The Dago swung round towards him. "Dere is no town," he said calmly.
"No town, no bay, no anyt'ing. I was mad, but now I know."
He spoke evenly enough, and in the lessening light his face was indistinct. But old Dan, for all his thirty and odd years of hard living, had an ear tuned delicately to the trouble of his voice.
"What's all' this?" he demanded shortly. "Who's been tellin' you there ain't no town or anything? Out with it! Who was it?"
"It don't matter," said the Dago. "It was Bill." And briefly, in the same even tones, like those of a man who talks in his sleep, he told the tale of Bill's afternoon's sport.
"Ah, so it was Bill!" said Dan slowly, when the recital was at an end. "Bill, was it? Ye-es. Well, o' course you know that Bill's the biggest liar ever shipped out o' London, where liars is as common as weevils in bread. So you don't want to take no notice of anything Bill says."

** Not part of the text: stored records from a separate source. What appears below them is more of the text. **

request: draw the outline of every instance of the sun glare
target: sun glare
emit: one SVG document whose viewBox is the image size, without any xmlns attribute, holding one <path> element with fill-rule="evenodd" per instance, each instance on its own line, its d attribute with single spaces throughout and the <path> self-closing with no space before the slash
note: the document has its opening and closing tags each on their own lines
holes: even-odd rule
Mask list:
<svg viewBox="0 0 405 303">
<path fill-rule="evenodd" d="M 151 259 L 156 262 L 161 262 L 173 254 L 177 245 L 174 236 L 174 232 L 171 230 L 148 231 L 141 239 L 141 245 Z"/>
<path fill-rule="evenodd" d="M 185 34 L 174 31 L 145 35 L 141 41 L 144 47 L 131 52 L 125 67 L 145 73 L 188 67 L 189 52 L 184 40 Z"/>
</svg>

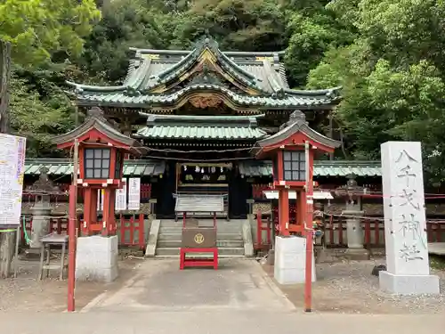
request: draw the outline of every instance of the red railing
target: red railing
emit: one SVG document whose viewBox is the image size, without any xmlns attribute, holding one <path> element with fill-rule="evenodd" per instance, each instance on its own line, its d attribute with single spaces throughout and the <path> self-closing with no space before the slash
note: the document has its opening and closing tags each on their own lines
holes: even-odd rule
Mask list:
<svg viewBox="0 0 445 334">
<path fill-rule="evenodd" d="M 363 229 L 364 245 L 384 247 L 384 222 L 382 218 L 366 218 L 360 221 Z M 325 240 L 329 247 L 346 247 L 346 218 L 329 216 L 325 221 Z M 445 220 L 427 220 L 426 234 L 428 242 L 445 240 Z"/>
<path fill-rule="evenodd" d="M 145 249 L 145 220 L 143 214 L 130 216 L 130 218 L 125 218 L 124 215 L 120 215 L 117 223 L 117 235 L 119 236 L 119 244 L 121 246 L 137 246 L 141 249 Z M 28 235 L 30 237 L 32 230 L 32 219 L 30 217 L 26 218 L 25 228 Z M 67 229 L 68 218 L 51 218 L 50 233 L 66 234 Z M 23 229 L 21 229 L 21 242 L 22 244 L 26 242 Z"/>
<path fill-rule="evenodd" d="M 258 211 L 256 216 L 258 229 L 260 224 L 263 225 L 264 220 L 262 218 L 261 211 Z M 277 231 L 277 224 L 278 221 L 275 219 L 275 231 Z M 381 217 L 361 219 L 360 224 L 363 229 L 363 244 L 366 247 L 384 247 L 384 223 Z M 260 229 L 256 232 L 256 240 L 261 240 L 261 242 L 263 242 L 264 236 L 262 231 L 258 231 Z M 325 242 L 328 247 L 347 247 L 346 217 L 328 216 L 325 220 L 324 232 Z M 428 242 L 445 242 L 445 220 L 427 220 L 426 234 Z"/>
</svg>

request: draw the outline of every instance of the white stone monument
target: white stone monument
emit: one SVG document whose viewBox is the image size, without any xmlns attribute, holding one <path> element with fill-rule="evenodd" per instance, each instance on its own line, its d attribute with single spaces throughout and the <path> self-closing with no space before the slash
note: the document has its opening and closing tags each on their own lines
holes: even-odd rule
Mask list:
<svg viewBox="0 0 445 334">
<path fill-rule="evenodd" d="M 117 236 L 93 235 L 77 238 L 76 279 L 113 281 L 118 274 Z"/>
<path fill-rule="evenodd" d="M 304 283 L 306 239 L 296 236 L 275 237 L 274 277 L 279 284 Z M 312 247 L 312 281 L 315 281 L 315 259 Z"/>
<path fill-rule="evenodd" d="M 380 272 L 380 289 L 438 294 L 428 262 L 420 143 L 387 142 L 381 149 L 387 271 Z"/>
</svg>

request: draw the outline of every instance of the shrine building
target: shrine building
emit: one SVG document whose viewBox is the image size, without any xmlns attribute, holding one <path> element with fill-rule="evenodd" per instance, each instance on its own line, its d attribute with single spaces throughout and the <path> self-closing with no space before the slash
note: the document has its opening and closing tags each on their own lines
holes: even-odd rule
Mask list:
<svg viewBox="0 0 445 334">
<path fill-rule="evenodd" d="M 247 220 L 258 209 L 273 211 L 263 191 L 273 191 L 277 167 L 257 159 L 254 148 L 259 142 L 288 137 L 292 128 L 307 140 L 334 147 L 336 141 L 318 126 L 328 124 L 341 101 L 340 88 L 291 89 L 282 52 L 222 52 L 210 37 L 198 41 L 190 51 L 131 51 L 122 85 L 69 84 L 86 119 L 100 112 L 115 129 L 147 149 L 142 158 L 125 157 L 123 174 L 141 179 L 140 210 L 150 221 L 160 221 L 160 233 L 163 222 L 174 226 L 180 214 L 177 199 L 184 196 L 223 197 L 224 209 L 217 216 L 227 226 L 241 226 L 237 221 Z M 312 172 L 320 189 L 345 184 L 350 175 L 380 183 L 378 162 L 336 161 L 328 153 L 315 153 L 313 160 Z M 304 156 L 295 155 L 288 162 L 285 177 L 304 180 Z M 36 177 L 44 166 L 60 182 L 69 183 L 68 159 L 28 159 L 27 176 Z M 289 219 L 297 216 L 291 212 Z M 206 219 L 210 213 L 197 217 Z"/>
</svg>

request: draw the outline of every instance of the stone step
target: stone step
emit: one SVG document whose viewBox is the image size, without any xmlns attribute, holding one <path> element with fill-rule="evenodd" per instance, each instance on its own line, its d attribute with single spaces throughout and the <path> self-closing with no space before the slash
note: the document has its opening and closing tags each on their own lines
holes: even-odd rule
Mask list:
<svg viewBox="0 0 445 334">
<path fill-rule="evenodd" d="M 159 233 L 182 233 L 182 227 L 159 227 Z M 241 234 L 241 229 L 239 228 L 221 228 L 216 229 L 217 233 L 239 233 Z"/>
<path fill-rule="evenodd" d="M 176 231 L 174 232 L 159 232 L 158 235 L 158 240 L 180 240 L 182 239 L 182 231 Z M 243 236 L 241 232 L 239 233 L 225 233 L 221 232 L 216 232 L 216 237 L 221 240 L 241 240 Z"/>
<path fill-rule="evenodd" d="M 201 253 L 197 253 L 201 254 Z M 206 253 L 203 253 L 206 255 Z M 156 248 L 157 257 L 179 256 L 179 248 L 177 247 L 161 247 Z M 188 255 L 190 256 L 190 255 Z M 208 256 L 208 255 L 207 255 Z M 226 247 L 218 249 L 218 256 L 244 256 L 244 247 Z"/>
<path fill-rule="evenodd" d="M 214 223 L 211 220 L 201 220 L 198 219 L 199 224 L 203 226 L 213 226 Z M 225 220 L 217 220 L 216 221 L 216 226 L 242 226 L 242 222 L 243 220 L 232 220 L 230 222 L 227 222 Z M 161 226 L 166 226 L 166 227 L 177 227 L 177 226 L 182 226 L 182 220 L 178 219 L 177 222 L 174 220 L 162 220 L 161 221 Z"/>
<path fill-rule="evenodd" d="M 158 240 L 158 248 L 180 248 L 181 240 Z M 218 248 L 244 248 L 243 240 L 217 240 L 216 246 Z"/>
<path fill-rule="evenodd" d="M 209 255 L 207 253 L 195 253 L 195 255 L 189 254 L 187 255 L 187 257 L 195 257 L 195 258 L 206 258 L 208 257 Z M 178 265 L 179 265 L 179 253 L 177 255 L 157 255 L 157 258 L 177 258 L 178 259 Z M 218 254 L 218 258 L 246 258 L 246 257 L 243 255 L 221 255 Z"/>
</svg>

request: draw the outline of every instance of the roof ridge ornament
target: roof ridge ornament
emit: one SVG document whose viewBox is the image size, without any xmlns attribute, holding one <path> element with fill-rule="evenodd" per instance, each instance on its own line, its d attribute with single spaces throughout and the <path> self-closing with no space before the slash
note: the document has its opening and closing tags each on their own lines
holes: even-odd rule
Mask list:
<svg viewBox="0 0 445 334">
<path fill-rule="evenodd" d="M 198 38 L 195 44 L 196 50 L 201 50 L 206 47 L 214 52 L 219 49 L 218 42 L 216 42 L 216 40 L 208 33 L 208 29 L 201 38 Z"/>
</svg>

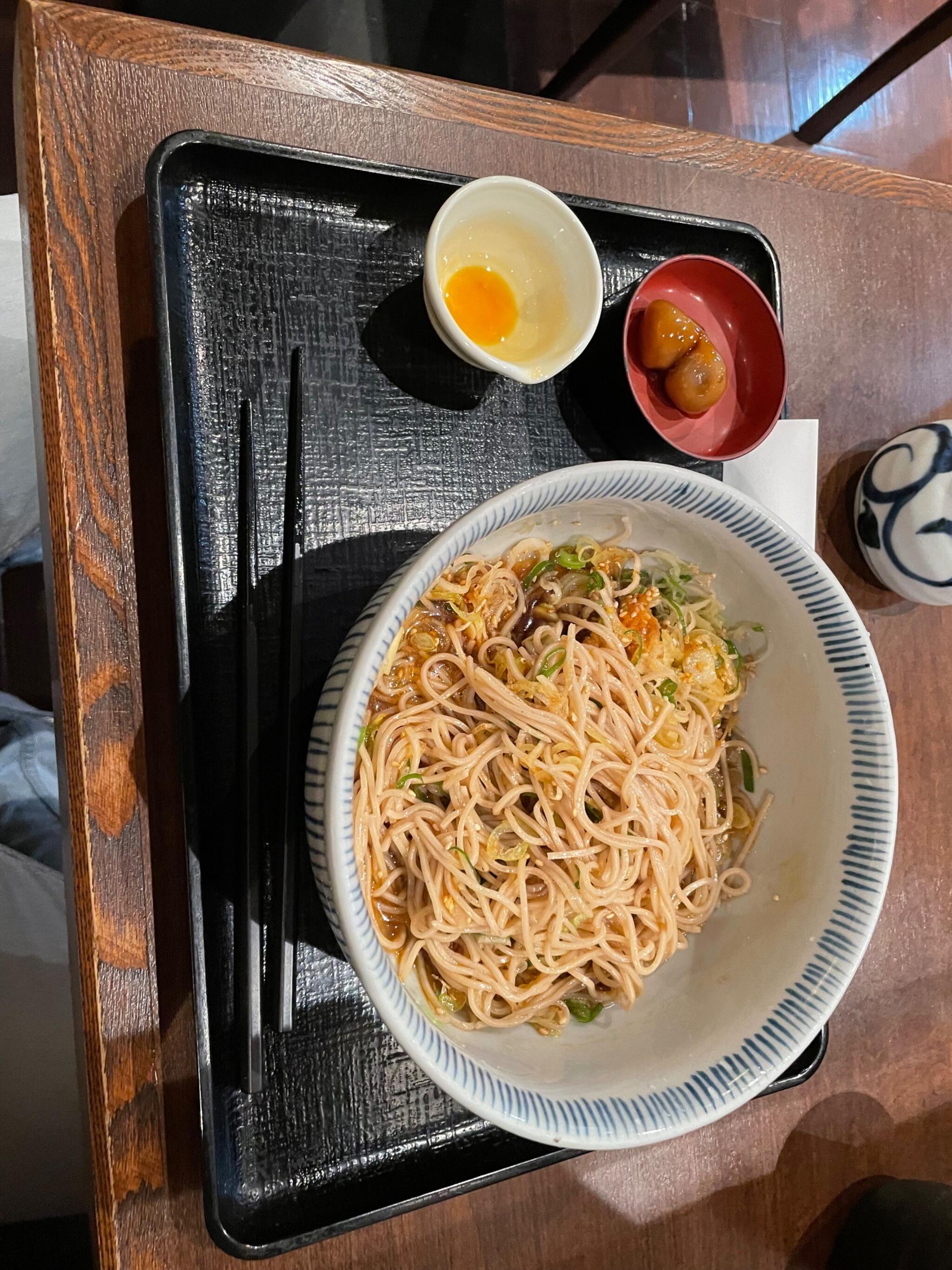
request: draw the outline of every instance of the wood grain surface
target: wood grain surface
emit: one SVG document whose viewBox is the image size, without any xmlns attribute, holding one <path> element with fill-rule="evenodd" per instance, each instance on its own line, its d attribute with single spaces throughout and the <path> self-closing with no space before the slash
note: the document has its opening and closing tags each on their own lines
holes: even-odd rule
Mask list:
<svg viewBox="0 0 952 1270">
<path fill-rule="evenodd" d="M 820 550 L 872 634 L 902 776 L 886 907 L 812 1081 L 687 1138 L 546 1168 L 283 1264 L 820 1266 L 848 1187 L 952 1181 L 952 615 L 875 587 L 847 512 L 882 439 L 952 415 L 952 189 L 70 5 L 24 4 L 18 39 L 100 1264 L 226 1261 L 202 1217 L 143 208 L 151 151 L 184 128 L 758 225 L 783 271 L 791 413 L 821 420 Z"/>
</svg>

The Dago shook his head. "It is not that," he said. "It is not de first time I 'ave been called mad; and sometimes I have think it myself."
"Oh, go on with ye," urged Dan. "You ain't mad."
"T'ree years," went on the Dago in his mournful, subdued voice. "T'ree years I go about an' work, always poor, dirty work, an' got no name, only 'Dago.' I t'ink all de time 'bout my leetle beautiful town; but sometimes I t'ink, too, when I am tired an' people is hard to me: 'It is a dream. De world has no place so good as dat.' What you t'ink, Dan?"
"Oh, I dunno," grunted Dan awkwardly. "Anyhow, there ain't no harm in it. It don't follow a man's mad because he's got fancies."
"Fancies!" repeated the Dago. "Fancies!" He seemed to laugh a little to himself, laughter with no mirth in it.